Pekanbaru – Ketua Pengurus Wilayah Nahdlatul Ulama (PWNU) Riau masa khidmat 2021–2026, H. T. Rusli Ahmad, SE., MM., meminta Pengurus Besar Nahdlatul Ulama (PBNU) agar bersikap adil dan konsisten dalam menjalankan Anggaran Dasar dan Anggaran Rumah Tangga (AD/ART) NU. Permintaan tersebut disampaikan Rusli Ahmad dalam keterangan pers yang digelar pada Jumat (2/1/2026).




Keterangan pers itu dihadiri Rais Syuriah PWNU Riau Prof. Dr. KH. Ilyas Husti, MA., para khatib, serta hampir 250 orang pengurus PWNU Riau. Dalam pernyataannya, Rusli Ahmad menyoroti polemik kepemimpinan di tubuh NU serta sejumlah keputusan PBNU yang dinilainya tidak sesuai dengan mekanisme organisasi.


Rusli menjelaskan, pemecatan Ketua Umum PBNU Gus Yahya oleh Roy Isham dilakukan karena adanya pelanggaran-pelanggaran mendasar terhadap aturan organisasi melalui mekanisme rapat syuriah harian. Namun demikian, Gus Yahya disebut tetap menolak keputusan tersebut dengan alasan dirinya merupakan mandataris muktamar.

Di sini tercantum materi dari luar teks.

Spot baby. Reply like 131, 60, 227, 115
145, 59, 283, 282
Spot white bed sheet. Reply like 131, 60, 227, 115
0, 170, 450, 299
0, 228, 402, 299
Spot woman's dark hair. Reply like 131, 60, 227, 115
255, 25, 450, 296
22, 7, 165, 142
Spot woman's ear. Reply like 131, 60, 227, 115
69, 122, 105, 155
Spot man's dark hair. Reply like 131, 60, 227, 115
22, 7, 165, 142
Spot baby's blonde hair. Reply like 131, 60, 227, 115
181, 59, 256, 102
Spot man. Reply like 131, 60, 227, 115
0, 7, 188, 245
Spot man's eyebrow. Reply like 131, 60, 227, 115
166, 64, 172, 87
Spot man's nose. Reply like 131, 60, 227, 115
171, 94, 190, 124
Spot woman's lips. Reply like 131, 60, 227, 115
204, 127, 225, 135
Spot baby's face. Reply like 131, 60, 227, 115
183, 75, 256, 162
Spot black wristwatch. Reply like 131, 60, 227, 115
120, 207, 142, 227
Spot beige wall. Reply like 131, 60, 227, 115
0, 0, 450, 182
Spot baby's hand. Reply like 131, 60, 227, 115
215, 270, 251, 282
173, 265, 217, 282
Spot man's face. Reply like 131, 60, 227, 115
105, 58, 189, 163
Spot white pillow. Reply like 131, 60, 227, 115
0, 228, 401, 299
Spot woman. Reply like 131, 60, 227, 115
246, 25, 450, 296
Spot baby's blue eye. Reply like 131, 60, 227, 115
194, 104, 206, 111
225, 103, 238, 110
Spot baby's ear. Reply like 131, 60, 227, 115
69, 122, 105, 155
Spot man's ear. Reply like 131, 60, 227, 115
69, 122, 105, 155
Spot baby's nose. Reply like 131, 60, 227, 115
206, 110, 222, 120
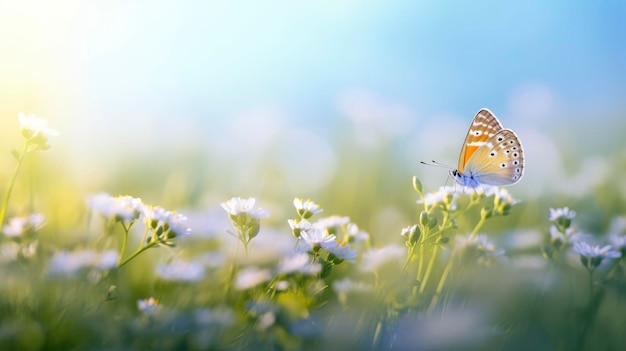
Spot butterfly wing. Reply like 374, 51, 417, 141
457, 108, 502, 174
464, 129, 524, 186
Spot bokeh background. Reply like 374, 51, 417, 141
0, 0, 626, 240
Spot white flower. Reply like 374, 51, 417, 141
143, 206, 191, 240
293, 198, 324, 219
137, 297, 161, 316
235, 267, 272, 290
221, 197, 269, 219
278, 253, 322, 275
2, 213, 45, 237
361, 243, 406, 272
287, 219, 313, 238
322, 241, 357, 263
156, 261, 205, 282
548, 207, 576, 222
493, 187, 519, 207
167, 212, 191, 235
346, 223, 370, 242
574, 241, 622, 258
417, 186, 459, 210
18, 112, 59, 141
300, 228, 336, 247
87, 192, 144, 221
48, 250, 118, 276
314, 216, 350, 229
574, 241, 622, 271
609, 233, 626, 252
400, 224, 417, 239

“Gus Yahya menyatakan bahwa dirinya baru sah diberhentikan melalui muktamar, sementara kami di PWNU Riau dan tiga PCNU telah sah melaksanakan Konferensi Wilayah dan Konferensi Cabang,” ujar Rusli Ahmad.

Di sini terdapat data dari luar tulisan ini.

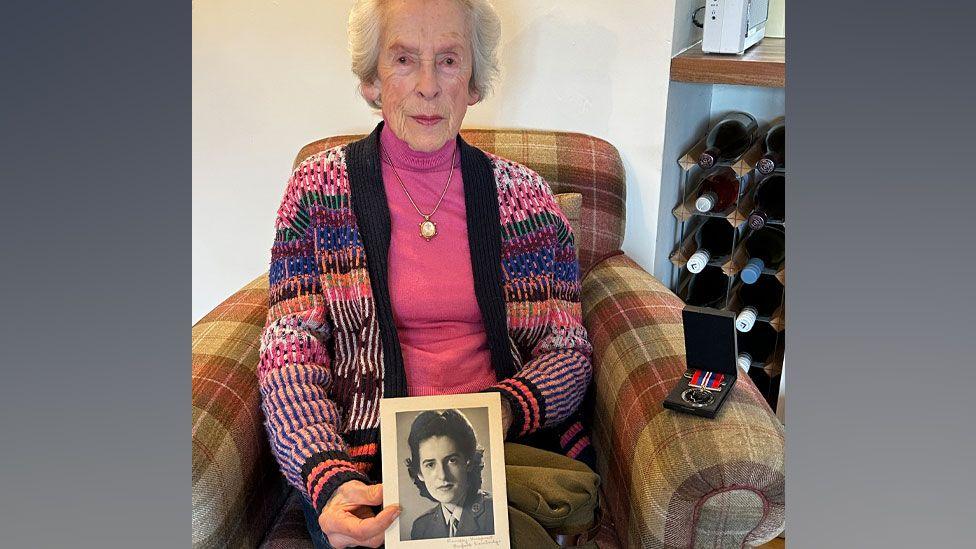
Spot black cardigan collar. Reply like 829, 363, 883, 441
346, 122, 515, 398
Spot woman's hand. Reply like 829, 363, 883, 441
319, 480, 400, 549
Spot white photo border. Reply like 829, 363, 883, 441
380, 393, 511, 549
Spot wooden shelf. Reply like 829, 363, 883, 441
671, 37, 786, 88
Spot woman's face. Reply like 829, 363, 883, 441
417, 436, 468, 505
362, 0, 478, 152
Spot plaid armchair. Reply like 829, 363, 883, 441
192, 130, 785, 548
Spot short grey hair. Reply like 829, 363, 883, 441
347, 0, 502, 109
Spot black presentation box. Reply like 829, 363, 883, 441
664, 305, 739, 418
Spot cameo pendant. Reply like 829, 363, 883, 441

Ia menilai, dasar pemecatan seluruh pengurus PWNU Riau oleh PBNU sangat lemah. Menurutnya, alasan yang digunakan PBNU hanya terkait rapat pleno pengusulan Pelaksana Tugas (Plt) Ketua PWNU yang dianggap tidak kuorum.

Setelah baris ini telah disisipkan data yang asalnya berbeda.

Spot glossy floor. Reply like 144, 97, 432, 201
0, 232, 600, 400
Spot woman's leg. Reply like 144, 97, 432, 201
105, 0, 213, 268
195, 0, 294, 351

“Padahal kami telah melaksanakan rapat pleno kedua yang dihadiri hampir seratus orang, diskors hingga tiga kali, dan kami anggap sah sesuai AD/ART NU,” tegasnya.


Lebih lanjut, Rusli Ahmad menekankan bahwa Konferensi Pengurus Wilayah (Komperwil) memiliki kedudukan yang lebih tinggi dibandingkan rapat pleno penentuan Plt Ketua PWNU. Ia bahkan menilai PBNU telah melakukan pelanggaran berat karena mengeluarkan keputusan yang bertentangan dengan AD/ART NU.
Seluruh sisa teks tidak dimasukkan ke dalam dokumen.